Eugene Kaspersky, chairman and CEO of Kaspersky Lab, said: “As the number and sophistication of cyberthreats are evolving significantly from year to year, we decided to encourage young entrepreneurs from all over the world to build their own cybersecurity solutions or develop security features in their projects. We are proud of our security expertise and happy to share it with promising technology startups to make the world safer together. Having held the Security Startup Challenge for the first time, we were pleased to see so many talented startup founders making impressive improvements to their projects during the acceleration program. My congratulations to all finalists, and wishing you the best of luck out in the big business world.”
The Security Startup Challenge (SSC) 2015 is a global acceleration program developed and implemented by Kaspersky Lab in partnership with Mangrove Capital Partners and the ABRT Venture Fund. The three-month mentor-driven accelerator provided founders of 23 startup projects in cybersecurity and related areas, such as fintech, healthcare, mobile, the Internet of Things, and the Cloud, with business, cybersecurity and cross-industry expertise.
During SSC 2015, participants had a chance to explore the hottest trends in cybersecurity, create an action plan for the development of their projects, attract early adopters and customers, collect and analyze real market feedback data, improve products, analyze the competition and plan startup financing.
The program involved teams working remotely, with progress tracked on a weekly basis by cybersecurity experts and startup mentors who included experienced entrepreneurs and venture capitalists, as well as two bootcamps hosted at PwC in Luxembourg. PwC Luxembourg’s cybersecurity team contributed additional expertise to SSC 2015, and the bootcamps provided participants with a great opportunity to exchange views with their peers and understand the latest security challenges.
At the grand finals at the technology mecca of MIT in Boston, a judging committee selected the teams with the most promising startups that had demonstrated the most significant improvement in their projects during SSC 2015:
- The first place, $50,000 and post-program support went to Excalibur. The company provides seamless authentication to any legacy system such as PC/Mac/webpage to help mankind move away from passwords using a phone as a security token.
- The second place and $20,000 went to Pipe, a secure browser-to-bowser file transfer service without a file size limit.
- The third place and $10,000 was shared by two teams – Cyber DriveWare, a company that provides enterprises and critical infrastructures the ability to protect themselves against malware related business disruption attacks via patent-pending paradigm consisting of filter drivers and unique meta-data analyzes; and ZeroDB, developer of end-to-end encrypted database without exposing data or keys to the server.

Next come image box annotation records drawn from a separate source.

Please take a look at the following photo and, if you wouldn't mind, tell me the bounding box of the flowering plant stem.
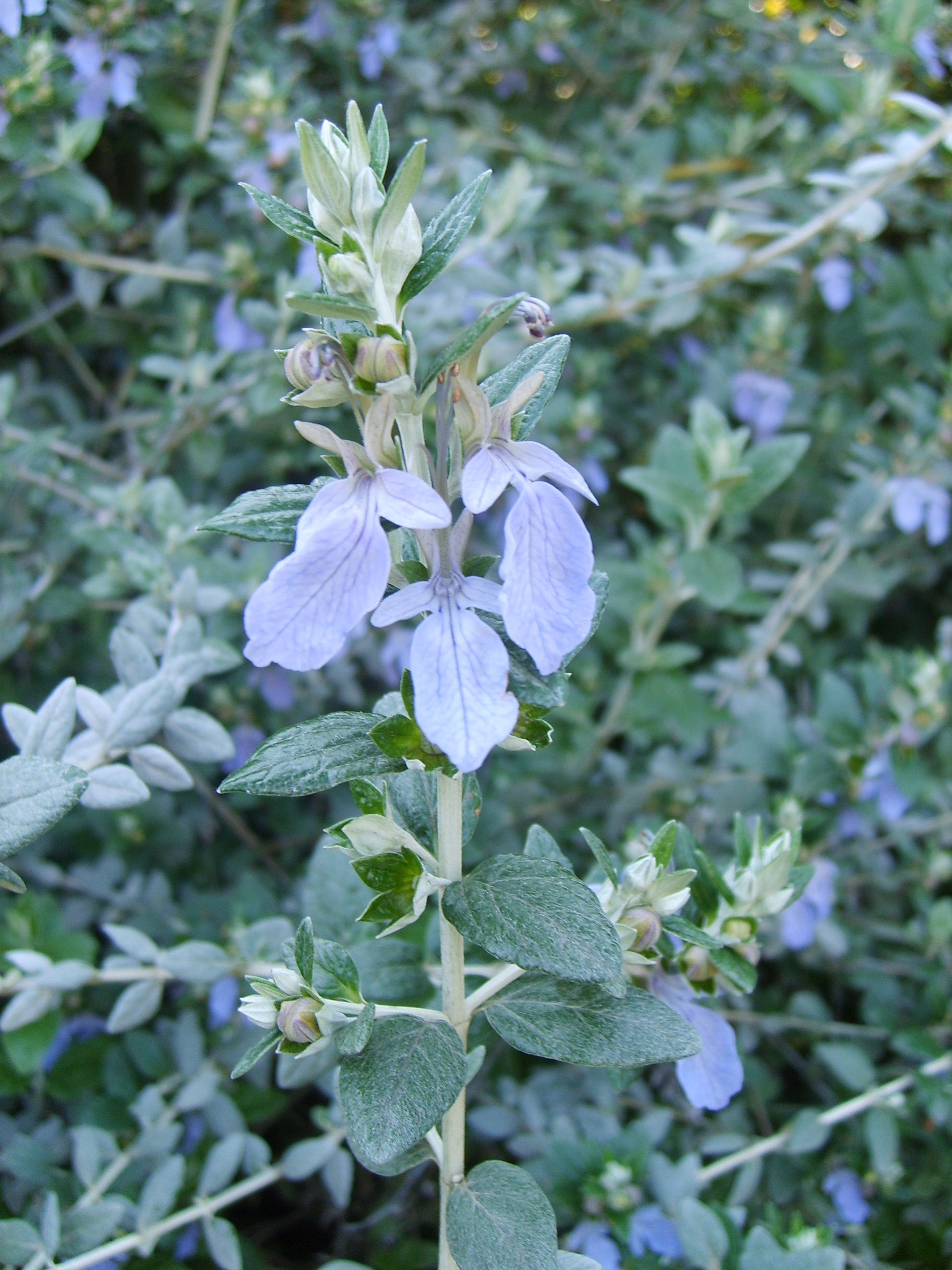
[437,772,470,1270]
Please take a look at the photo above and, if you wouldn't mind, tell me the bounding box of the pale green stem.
[437,772,470,1270]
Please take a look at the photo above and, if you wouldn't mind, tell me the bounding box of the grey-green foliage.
[447,1159,557,1270]
[443,856,622,982]
[340,1016,466,1162]
[486,974,701,1067]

“As we enter a new period marked by digital advancement and hyper-connectivity, existing cybersecurity practices need to be entirely re-thought. This initiative brought together teams from 14 countries and provided a forum for the dynamic sharing of experience. It was also fascinating to see them engage directly with industry players in banking, infrastructure, services, cybercrime, venture capital and the public sector. As well as challenging accepted ideas and approaches, they were able to test and adapt their USPs, business models and sales pitches in real time,” comments David Waroquier, Partner at Mangrove Capital Partners.
“Over the last year we saw a significant increase in the average cost of an IT security incident, up to around $2.7 million. When an attack happens, organizations have to pay for the investigation, for damage recovery and for security improvements to avoid future risks. More difficult to assess is the damage to their reputation and future business. Investing in technology is not enough. Security should be part of a formal strategy, with appropriate governance and an understanding of key data and risks,” says Vincent Villers, Partner, Cyber Security Leader at PwC Luxembourg.